The U.S. Court of Appeals for the 8th Circuit said a lower court judge was wrong to find that the plaintiffs sued too late, by waiting more than 2 years after learning of the alleged intent to defraud. The plaintiffs include institutional investors West Virginia Pipe Trades Health & Welfare Fund, Union Asset Management Holding AG and Employees’ Retirement System of Hawaii.
The suit alleges that Medtronic executives misled investors about Infuse’s commercial prospects and safety profile; the complaint also alleges that Hawkins misled analysts about the prospects of a planned follow-on product called Amplify. The plaintiffs claim that investors bought Medtronic shares based on the misrepresentations and were subsequently injured when the stock dropped after Infuse’s safety issues came to light.

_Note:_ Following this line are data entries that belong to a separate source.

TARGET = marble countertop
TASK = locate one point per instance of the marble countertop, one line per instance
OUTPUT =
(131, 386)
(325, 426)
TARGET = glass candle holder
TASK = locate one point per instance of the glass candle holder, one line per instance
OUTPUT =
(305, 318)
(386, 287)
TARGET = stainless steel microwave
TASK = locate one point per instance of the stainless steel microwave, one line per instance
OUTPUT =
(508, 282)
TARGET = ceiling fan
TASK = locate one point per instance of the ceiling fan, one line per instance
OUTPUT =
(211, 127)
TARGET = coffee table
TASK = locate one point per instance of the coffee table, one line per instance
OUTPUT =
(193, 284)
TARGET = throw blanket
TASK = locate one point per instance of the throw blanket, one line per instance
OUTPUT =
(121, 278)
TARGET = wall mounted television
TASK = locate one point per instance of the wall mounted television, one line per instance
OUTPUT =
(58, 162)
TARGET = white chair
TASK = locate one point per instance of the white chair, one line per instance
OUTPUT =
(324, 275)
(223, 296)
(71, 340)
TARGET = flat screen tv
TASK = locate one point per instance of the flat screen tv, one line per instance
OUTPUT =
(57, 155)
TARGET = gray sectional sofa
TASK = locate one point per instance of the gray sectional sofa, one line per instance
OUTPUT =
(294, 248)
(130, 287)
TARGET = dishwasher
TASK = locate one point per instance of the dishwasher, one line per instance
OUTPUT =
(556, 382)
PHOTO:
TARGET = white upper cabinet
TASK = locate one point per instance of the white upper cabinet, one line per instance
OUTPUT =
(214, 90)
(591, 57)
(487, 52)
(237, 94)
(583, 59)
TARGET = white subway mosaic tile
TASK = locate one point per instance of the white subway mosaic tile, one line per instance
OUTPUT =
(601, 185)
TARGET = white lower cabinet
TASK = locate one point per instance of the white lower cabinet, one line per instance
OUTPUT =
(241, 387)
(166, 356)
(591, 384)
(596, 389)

Approved in 2002 for use in spinal fusion surgery, Infuse at 1 point had annual sales of nearly $1 billion. The bone-grafting product has since been linked to abnormal bone growth, certain cancers and male reproductive problems. Medtronic has been accused of not only downplaying the product’s risks but also promoting it for off-label use.
Writing for the 8th Circuit’s 3-judge bench, Judge Raymond Gruender said it was not until a Spine Journal issue was published in June 2011 that reasonable shareholders might have inferred that problems with the company’s Infuse studies indicated an intent to defraud. Gruender also wrote that shareholders properly alleged that they relied on Medtronic’s alleged misconduct.
“Medtronic’s purported conduct would not merely assist or enable the physician-authors to deceive the market. Rather, Medtronic’s alleged conduct would deceive the market with the assistance of the physician-authors. A company cannot instruct individuals to take a certain action, pay to induce them to do it, and then claim any causal connection is too remote when they follow through. In this way, Medtronic’s alleged manipulative conduct directly caused the biased clinical trial results that the market relied upon,” he wrote.
Medtronic agreed to settle another shareholder lawsuit for $85 million in March 2012.